Veränderte und neue Berufsbilder
Mit der fortschreitenden Digitalisierung und der Entwicklung von durch sogenannte „Künstliche Intelligenz“ unterstützten Anwendungen entstehen vielfältige neue Berufsbilder, die mit einer zunehmenden Erweiterung des Leistungsangebots einhergehen. So können entsprechend ausgebildete Übersetzer und Dolmetscher auch für die umfassenden Aufgaben der Umsetzung mehrsprachiger Projekte sowie zum Einsatz digitaler Arbeitswerkzeuge fundierte Expertise und Beratungskompetenz bereitstellen: Sie wissen, wie und wann für professionelle Anwendungen entwickelte Übersetzungssysteme ggf. unter Einbindung automatisierter Prozesse sinnvoll und effizient genutzt werden können und wo sich mögliche Fehlerquellen verstecken bzw. welche Tools beim Dolmetschen unterstützend eingesetzt und in welchen Situationen welche Technik unter welchen Voraussetzungen beispielsweise auch für digitalisierte Dolmetschprozesse (Remote- oder Ferndolmetschen) eingesetzt werden kann.
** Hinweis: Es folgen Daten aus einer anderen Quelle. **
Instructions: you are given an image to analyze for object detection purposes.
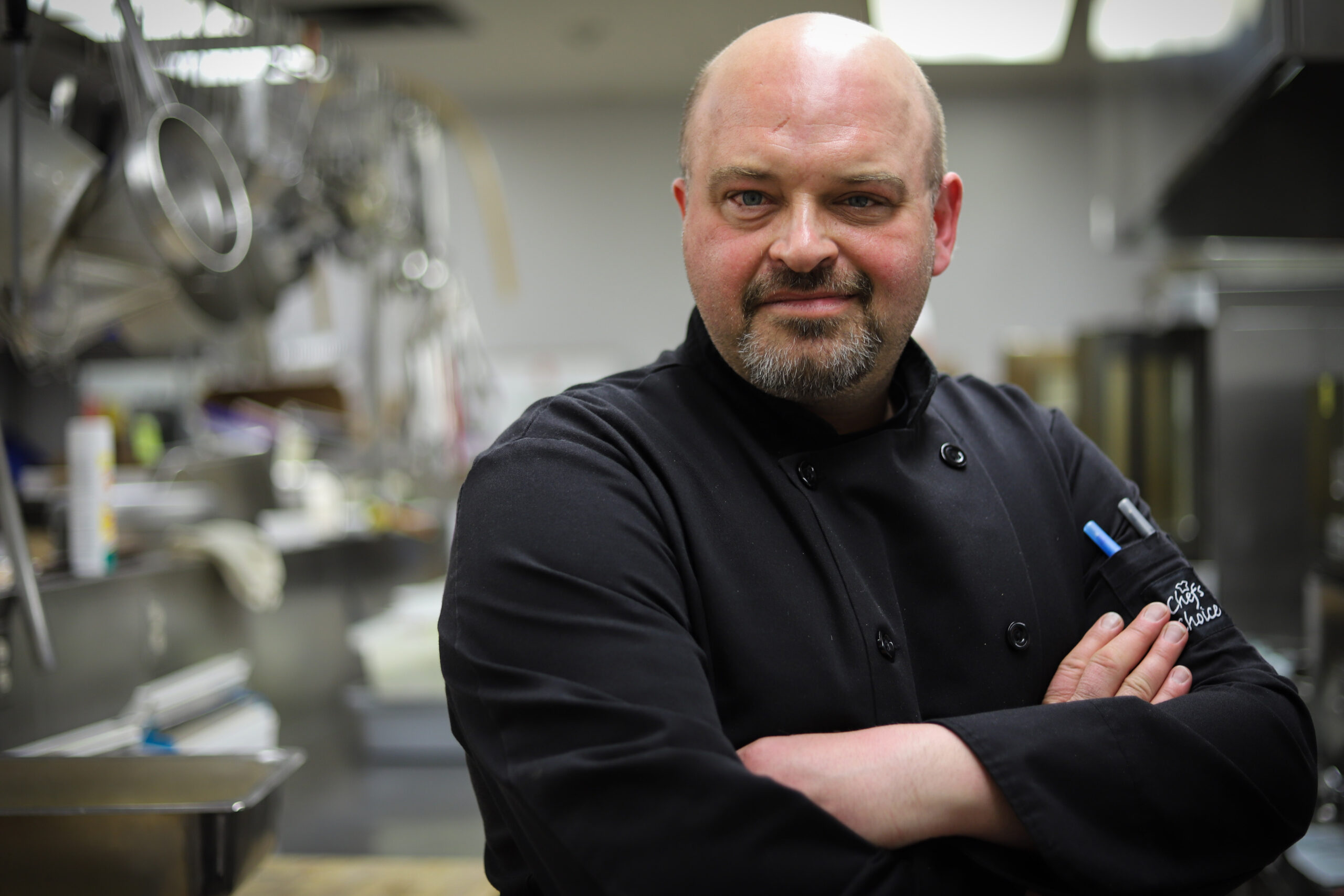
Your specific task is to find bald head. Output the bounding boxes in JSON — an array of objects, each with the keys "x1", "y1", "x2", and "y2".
[{"x1": 680, "y1": 12, "x2": 948, "y2": 197}]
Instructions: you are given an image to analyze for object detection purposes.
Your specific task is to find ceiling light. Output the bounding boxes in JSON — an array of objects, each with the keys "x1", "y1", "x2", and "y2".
[
  {"x1": 158, "y1": 44, "x2": 331, "y2": 87},
  {"x1": 868, "y1": 0, "x2": 1074, "y2": 65},
  {"x1": 28, "y1": 0, "x2": 253, "y2": 43},
  {"x1": 1087, "y1": 0, "x2": 1265, "y2": 60}
]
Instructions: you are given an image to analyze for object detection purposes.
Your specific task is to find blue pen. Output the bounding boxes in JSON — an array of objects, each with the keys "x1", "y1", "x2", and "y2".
[{"x1": 1083, "y1": 520, "x2": 1119, "y2": 557}]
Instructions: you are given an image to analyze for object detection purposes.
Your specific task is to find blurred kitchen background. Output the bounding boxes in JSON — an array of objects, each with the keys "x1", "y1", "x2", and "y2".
[{"x1": 0, "y1": 0, "x2": 1344, "y2": 892}]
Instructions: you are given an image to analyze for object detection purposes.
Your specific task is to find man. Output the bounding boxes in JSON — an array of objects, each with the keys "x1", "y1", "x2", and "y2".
[{"x1": 441, "y1": 15, "x2": 1315, "y2": 896}]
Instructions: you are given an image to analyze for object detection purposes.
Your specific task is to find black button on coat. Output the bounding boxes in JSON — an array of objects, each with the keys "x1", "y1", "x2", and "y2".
[{"x1": 439, "y1": 314, "x2": 1316, "y2": 896}]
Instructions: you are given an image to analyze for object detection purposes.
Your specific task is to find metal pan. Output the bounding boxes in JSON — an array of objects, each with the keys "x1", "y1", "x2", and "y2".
[{"x1": 0, "y1": 750, "x2": 305, "y2": 896}]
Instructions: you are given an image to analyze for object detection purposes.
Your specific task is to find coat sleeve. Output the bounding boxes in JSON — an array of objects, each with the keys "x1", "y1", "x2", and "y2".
[
  {"x1": 941, "y1": 413, "x2": 1316, "y2": 896},
  {"x1": 439, "y1": 429, "x2": 1000, "y2": 896}
]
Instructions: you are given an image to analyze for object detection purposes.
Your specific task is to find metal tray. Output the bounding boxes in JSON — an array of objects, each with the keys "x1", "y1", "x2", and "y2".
[{"x1": 0, "y1": 750, "x2": 305, "y2": 896}]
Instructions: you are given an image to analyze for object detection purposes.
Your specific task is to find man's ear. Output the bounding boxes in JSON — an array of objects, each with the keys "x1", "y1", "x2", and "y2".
[{"x1": 933, "y1": 172, "x2": 961, "y2": 277}]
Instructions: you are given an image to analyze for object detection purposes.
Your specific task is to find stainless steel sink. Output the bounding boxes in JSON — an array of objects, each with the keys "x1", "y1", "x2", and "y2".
[{"x1": 0, "y1": 750, "x2": 305, "y2": 896}]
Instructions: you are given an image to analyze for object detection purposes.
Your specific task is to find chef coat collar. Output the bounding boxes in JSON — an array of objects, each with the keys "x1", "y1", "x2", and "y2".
[{"x1": 676, "y1": 309, "x2": 938, "y2": 454}]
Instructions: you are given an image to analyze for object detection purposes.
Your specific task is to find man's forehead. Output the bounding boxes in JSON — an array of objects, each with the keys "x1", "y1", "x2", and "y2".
[{"x1": 706, "y1": 161, "x2": 906, "y2": 191}]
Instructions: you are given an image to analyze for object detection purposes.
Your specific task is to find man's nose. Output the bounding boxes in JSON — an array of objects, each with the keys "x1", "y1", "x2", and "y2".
[{"x1": 770, "y1": 202, "x2": 838, "y2": 274}]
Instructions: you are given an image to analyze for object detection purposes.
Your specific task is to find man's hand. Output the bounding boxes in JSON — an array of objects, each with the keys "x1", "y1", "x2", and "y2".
[{"x1": 1042, "y1": 603, "x2": 1191, "y2": 702}]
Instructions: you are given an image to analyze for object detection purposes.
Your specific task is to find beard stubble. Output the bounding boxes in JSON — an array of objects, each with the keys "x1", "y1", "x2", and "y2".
[{"x1": 737, "y1": 266, "x2": 886, "y2": 402}]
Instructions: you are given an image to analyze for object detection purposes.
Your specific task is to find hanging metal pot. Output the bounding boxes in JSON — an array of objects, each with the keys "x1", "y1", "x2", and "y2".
[
  {"x1": 0, "y1": 91, "x2": 103, "y2": 296},
  {"x1": 69, "y1": 0, "x2": 253, "y2": 321},
  {"x1": 78, "y1": 103, "x2": 253, "y2": 321}
]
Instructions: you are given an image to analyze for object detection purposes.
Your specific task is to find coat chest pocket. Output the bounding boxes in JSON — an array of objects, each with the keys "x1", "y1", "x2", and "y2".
[{"x1": 1087, "y1": 532, "x2": 1233, "y2": 642}]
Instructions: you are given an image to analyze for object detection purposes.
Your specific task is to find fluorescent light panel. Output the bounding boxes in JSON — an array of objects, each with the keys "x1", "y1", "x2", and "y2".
[
  {"x1": 159, "y1": 44, "x2": 331, "y2": 87},
  {"x1": 868, "y1": 0, "x2": 1075, "y2": 65},
  {"x1": 1087, "y1": 0, "x2": 1265, "y2": 62},
  {"x1": 28, "y1": 0, "x2": 253, "y2": 43}
]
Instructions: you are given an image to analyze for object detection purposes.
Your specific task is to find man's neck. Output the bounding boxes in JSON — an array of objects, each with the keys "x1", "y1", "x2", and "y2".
[{"x1": 800, "y1": 375, "x2": 895, "y2": 435}]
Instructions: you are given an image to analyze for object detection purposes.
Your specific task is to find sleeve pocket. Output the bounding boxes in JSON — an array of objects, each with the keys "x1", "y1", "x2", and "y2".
[{"x1": 1089, "y1": 532, "x2": 1233, "y2": 644}]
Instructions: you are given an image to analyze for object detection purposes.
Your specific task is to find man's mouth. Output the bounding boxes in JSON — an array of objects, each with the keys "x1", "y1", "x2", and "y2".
[{"x1": 761, "y1": 293, "x2": 859, "y2": 317}]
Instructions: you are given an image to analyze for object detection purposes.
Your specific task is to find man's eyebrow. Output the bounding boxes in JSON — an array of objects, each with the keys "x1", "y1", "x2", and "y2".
[
  {"x1": 840, "y1": 171, "x2": 906, "y2": 191},
  {"x1": 708, "y1": 165, "x2": 770, "y2": 192}
]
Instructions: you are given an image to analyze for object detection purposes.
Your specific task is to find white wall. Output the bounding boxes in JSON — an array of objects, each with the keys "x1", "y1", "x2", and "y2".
[
  {"x1": 929, "y1": 96, "x2": 1150, "y2": 379},
  {"x1": 452, "y1": 102, "x2": 692, "y2": 376},
  {"x1": 453, "y1": 96, "x2": 1148, "y2": 379}
]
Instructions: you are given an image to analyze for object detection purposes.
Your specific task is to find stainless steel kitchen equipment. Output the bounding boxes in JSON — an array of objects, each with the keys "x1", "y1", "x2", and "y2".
[
  {"x1": 78, "y1": 0, "x2": 253, "y2": 321},
  {"x1": 0, "y1": 750, "x2": 305, "y2": 896},
  {"x1": 0, "y1": 91, "x2": 103, "y2": 296}
]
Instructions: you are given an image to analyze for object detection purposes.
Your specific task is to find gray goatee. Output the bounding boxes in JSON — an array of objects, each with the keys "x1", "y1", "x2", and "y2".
[{"x1": 738, "y1": 266, "x2": 883, "y2": 402}]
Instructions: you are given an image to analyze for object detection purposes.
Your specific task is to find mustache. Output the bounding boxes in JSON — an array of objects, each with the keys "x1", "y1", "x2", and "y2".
[{"x1": 742, "y1": 265, "x2": 872, "y2": 317}]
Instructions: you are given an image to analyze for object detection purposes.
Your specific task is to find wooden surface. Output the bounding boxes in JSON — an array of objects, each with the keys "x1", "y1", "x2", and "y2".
[{"x1": 234, "y1": 855, "x2": 497, "y2": 896}]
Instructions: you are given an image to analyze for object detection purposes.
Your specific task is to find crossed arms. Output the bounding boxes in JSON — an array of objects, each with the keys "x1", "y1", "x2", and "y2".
[{"x1": 738, "y1": 603, "x2": 1191, "y2": 849}]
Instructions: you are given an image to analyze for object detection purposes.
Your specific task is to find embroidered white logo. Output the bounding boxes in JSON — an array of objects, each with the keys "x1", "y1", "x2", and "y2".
[{"x1": 1167, "y1": 579, "x2": 1223, "y2": 629}]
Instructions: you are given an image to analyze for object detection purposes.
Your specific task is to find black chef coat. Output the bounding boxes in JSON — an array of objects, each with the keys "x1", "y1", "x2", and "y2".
[{"x1": 439, "y1": 314, "x2": 1316, "y2": 896}]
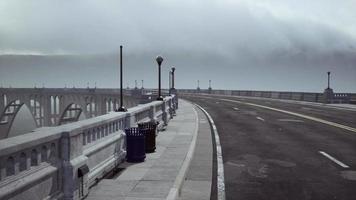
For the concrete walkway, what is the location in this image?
[179,103,216,200]
[86,100,211,200]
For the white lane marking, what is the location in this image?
[195,104,225,200]
[219,99,356,133]
[278,119,304,123]
[319,151,350,168]
[256,117,265,122]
Maschinelle Sprachübertragung – nicht ohne den denkenden Menschen
Die Integration automatisierter – auch auf KI basierender – maschineller Übersetzungssysteme in den eigentlichen Übersetzungsprozess hat zweifelsohne zugenommen; angewandt, gesteuert und kontrolliert werden muss dies aber nach wie vor von Menschen, die den anspruchsvollen und kognitiv hochkomplexen Prozess der Sprach- und damit Kulturübertragung beherrschen.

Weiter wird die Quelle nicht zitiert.